5. The judge appears to have been led into this slip through submissions made for the appellant (see paragraph 59).
6. Whatever the source of the error, once it is corrected it tends to make the appellant's case worse, not better.
7. Apart from that factual matter, the grounds and submissions focused on the judge's formulations of the legal tests for an appellant to have a right to remain in the UK on human rights grounds.
8. The formulation at paragraph 54 on when to look beyond the rules is perhaps dubious. The selection of a case to cite is surprising, but not wrong. The rest of that paragraph appears broadly correct.
9. Mr Winter correctly identified that at paragraphs 59 and 62 the judge muddles up tests which apply inside the rules (the correct starting point) and outside the rules. At 62 he says that the appellant has not shown that her return would be "unduly harsh or impossible". Impossibility is not a test.
10. Mr Winter submitted that the decision should be set aside and reversed.
11. That was based on the evidence which had been before the FtT, and the submissions made in the UT, no application being made to introduce further evidence.

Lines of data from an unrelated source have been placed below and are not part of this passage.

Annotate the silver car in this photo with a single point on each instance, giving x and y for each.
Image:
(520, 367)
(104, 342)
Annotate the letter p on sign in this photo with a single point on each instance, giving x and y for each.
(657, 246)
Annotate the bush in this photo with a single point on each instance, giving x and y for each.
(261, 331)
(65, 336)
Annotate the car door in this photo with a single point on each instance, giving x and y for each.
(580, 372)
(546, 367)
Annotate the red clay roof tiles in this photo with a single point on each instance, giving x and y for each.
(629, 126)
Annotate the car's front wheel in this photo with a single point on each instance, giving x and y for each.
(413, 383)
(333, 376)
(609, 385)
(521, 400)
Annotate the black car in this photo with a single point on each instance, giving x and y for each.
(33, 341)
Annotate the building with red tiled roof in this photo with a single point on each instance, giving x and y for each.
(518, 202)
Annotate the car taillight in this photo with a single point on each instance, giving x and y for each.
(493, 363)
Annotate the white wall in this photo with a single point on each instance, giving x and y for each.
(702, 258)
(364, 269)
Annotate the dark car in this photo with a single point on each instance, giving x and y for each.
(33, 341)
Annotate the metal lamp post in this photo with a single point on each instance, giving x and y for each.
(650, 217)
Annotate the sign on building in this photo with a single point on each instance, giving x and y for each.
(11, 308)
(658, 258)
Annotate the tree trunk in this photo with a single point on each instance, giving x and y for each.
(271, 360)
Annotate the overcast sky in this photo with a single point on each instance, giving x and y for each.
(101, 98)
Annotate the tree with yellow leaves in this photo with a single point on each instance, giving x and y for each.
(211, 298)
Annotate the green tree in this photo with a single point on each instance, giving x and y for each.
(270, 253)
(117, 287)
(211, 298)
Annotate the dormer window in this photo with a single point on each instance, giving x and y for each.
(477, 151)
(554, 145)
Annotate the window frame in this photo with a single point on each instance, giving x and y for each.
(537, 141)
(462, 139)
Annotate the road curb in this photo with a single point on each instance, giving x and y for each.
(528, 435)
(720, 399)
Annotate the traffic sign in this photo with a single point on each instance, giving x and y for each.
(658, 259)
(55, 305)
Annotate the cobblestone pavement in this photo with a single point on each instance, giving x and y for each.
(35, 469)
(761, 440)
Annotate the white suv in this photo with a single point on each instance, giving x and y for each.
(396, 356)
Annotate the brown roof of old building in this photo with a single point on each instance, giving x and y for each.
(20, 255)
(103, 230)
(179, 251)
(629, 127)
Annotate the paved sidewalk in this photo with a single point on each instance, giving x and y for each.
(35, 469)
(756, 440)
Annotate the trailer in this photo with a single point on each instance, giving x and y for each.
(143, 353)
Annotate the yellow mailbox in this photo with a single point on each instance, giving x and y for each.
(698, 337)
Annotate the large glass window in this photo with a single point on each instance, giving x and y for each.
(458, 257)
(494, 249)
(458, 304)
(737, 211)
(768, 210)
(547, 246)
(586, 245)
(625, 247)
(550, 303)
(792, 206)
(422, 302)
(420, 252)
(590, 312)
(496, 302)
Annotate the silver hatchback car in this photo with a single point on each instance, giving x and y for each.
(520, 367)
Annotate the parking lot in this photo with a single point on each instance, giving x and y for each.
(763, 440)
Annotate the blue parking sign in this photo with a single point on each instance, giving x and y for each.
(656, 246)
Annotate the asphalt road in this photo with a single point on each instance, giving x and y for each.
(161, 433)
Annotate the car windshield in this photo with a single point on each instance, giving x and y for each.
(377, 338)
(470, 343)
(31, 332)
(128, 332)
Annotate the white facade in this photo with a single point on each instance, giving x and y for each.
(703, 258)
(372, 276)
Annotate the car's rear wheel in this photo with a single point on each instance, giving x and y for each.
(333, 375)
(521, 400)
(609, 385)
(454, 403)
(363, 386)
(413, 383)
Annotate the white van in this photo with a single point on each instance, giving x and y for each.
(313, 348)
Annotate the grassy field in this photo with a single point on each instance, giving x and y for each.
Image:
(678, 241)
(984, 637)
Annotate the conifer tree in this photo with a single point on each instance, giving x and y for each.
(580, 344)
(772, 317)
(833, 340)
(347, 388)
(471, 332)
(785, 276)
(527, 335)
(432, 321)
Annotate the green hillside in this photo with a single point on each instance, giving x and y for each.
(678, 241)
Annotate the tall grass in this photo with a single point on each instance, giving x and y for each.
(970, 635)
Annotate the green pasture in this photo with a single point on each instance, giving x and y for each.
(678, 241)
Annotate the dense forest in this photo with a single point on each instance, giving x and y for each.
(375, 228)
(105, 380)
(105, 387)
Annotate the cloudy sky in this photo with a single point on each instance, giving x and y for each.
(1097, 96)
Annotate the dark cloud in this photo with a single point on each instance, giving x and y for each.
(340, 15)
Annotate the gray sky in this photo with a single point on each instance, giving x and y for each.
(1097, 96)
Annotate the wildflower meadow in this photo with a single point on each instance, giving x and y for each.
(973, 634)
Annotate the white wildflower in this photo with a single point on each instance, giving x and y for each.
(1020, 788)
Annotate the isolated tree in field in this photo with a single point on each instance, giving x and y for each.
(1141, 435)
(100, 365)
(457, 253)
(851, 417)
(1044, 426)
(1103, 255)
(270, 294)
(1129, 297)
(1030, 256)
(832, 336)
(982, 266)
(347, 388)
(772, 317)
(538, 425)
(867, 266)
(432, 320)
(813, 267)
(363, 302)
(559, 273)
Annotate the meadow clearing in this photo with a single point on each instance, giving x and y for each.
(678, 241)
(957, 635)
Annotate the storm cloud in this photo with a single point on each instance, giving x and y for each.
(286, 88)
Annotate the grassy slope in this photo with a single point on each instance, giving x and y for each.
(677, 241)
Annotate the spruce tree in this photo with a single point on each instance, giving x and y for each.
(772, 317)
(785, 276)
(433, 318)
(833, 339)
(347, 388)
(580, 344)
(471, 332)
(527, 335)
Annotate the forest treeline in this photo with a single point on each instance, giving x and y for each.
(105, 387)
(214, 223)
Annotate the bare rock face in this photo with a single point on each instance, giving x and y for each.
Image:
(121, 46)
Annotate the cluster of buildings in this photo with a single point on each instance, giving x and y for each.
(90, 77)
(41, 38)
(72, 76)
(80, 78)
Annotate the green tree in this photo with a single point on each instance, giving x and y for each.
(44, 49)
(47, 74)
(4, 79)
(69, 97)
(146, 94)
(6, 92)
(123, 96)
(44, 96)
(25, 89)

12. I did not call upon Mr Govan, and indicated that the outcome would be as follows.
13. In Muhammad Arslan Khan v SSHD [2016] CSIH 13 the Lord President said at [13]:
"It is important not to over-complicate the exercise which the immigration tribunals require to carry out in this relatively common situation. Elaborate re-statements of multi-facetted tests are seldom necessary at first instance level."
14. Similarly, in ETA v SSHD [2017] EWCA Civ 10 at [27]:
"Decisions of tribunals should not become formulaic and rarely benefit from copious citation of authority. Arguments that reduce to the proposition that the FtT has failed to mention dicta from a series of cases in the Court of Appeal or elsewhere will rarely prosper."
15. Mr Winter has done his best to show error in the judge's legal self-directions, and has shown that the judge jumbled up and even mis-stated the relevant tests. Misstatement takes the case a little beyond the above citations.
16. If the matter had been finely balanced on the facts, that might have been enough for the decision to be set aside. This, however, was no such case. No feature could be identified by which it might sensibly have been held that the appellant has a right to remain in the UK on human rights grounds, either within the terms of the rules (designed in this respect to reflect the UK's human rights obligations) or outside the rules.
17. The judge made errors, but not of such a nature as to require the decision to be set aside.
18. Alternatively, had the decision being set aside, I would have found without hesitation that on the evidence the appellant had no right on human rights grounds to remain in the UK.
19. The decision of the First-tier Tribunal shall stand.
20. No anonymity direction has been requested or made.